Park earmarked for massive engineering shaft

Representatives of the the Thames Tideway Strategy group revealed at last night's Chiswick Area Committee meeting that Homefield Recreation Ground had been identified as a possible site for a major engineering project.

The park has been earmarked for a shaft to be built which would be the entry point for the construction of a massive tunnel under the Thames. The size of the project is likely to mean that the open space would become a construction site for several years. This tunnel has been proposed as a result of the overflow of sewage into the Thames this August which led to the death of a massive number of fish.

The project involves the building of a 35km tunnel, 80m underground which would end the necessity to pump sewage into the Thames at times of heavy rainfall. Homefield Recreation Ground has been identified as the only piece of open ground suitably sited for the construction of the shaft.

The Thames Tideway Strategy is a three-year project set up to assess the environmental impact of sewage discharges into the River Thames during major storm conditions, and to identify, consider, and cost possible solutions to the issue. The strategic study is a joint initiative by Thames Water, the Environment Agency, DEFRA, Ofwat and the GLA. Their verbal presentation made no specific mention of the Homefield plans but a sharp eyed resident at the meeting spotted the reference to the park on the plans on the slide presentation and the group's spokesman confirmed this element of the scheme.

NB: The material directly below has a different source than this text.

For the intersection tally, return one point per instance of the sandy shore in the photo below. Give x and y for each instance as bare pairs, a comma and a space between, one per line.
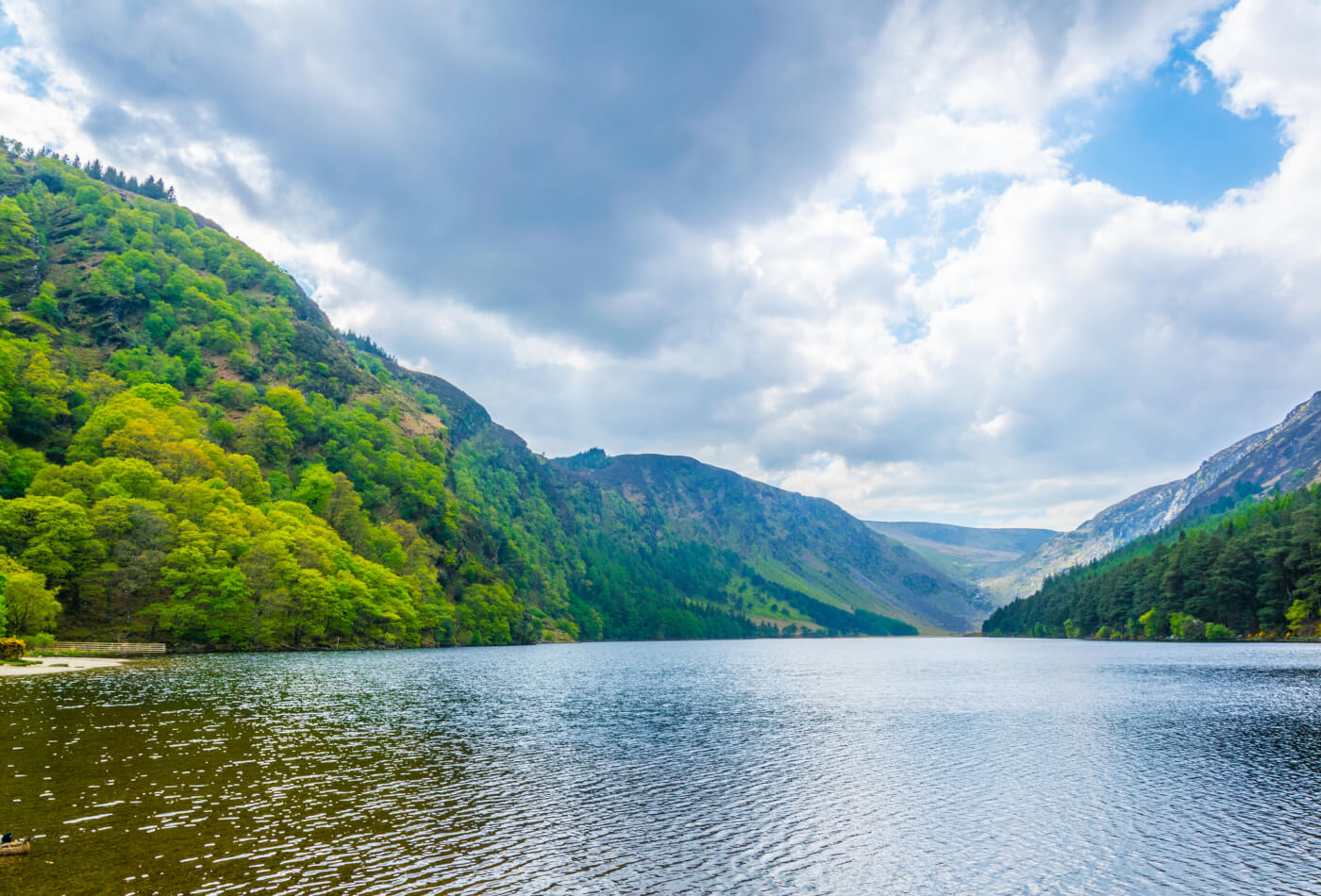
59, 664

The Government has yet to make a decision on whether the scheme is to proceed. The total cost at today's prices would be £1.5 billion which it is widely thought that the Government would be unwilling to fund. The cost to Thames Water customers if they were asked to fund the project is estimated to be £40 per customer. Thames Water are asking for funding from the Government on the basis that the tunnel would serve 7 of the poorest boroughs in the country.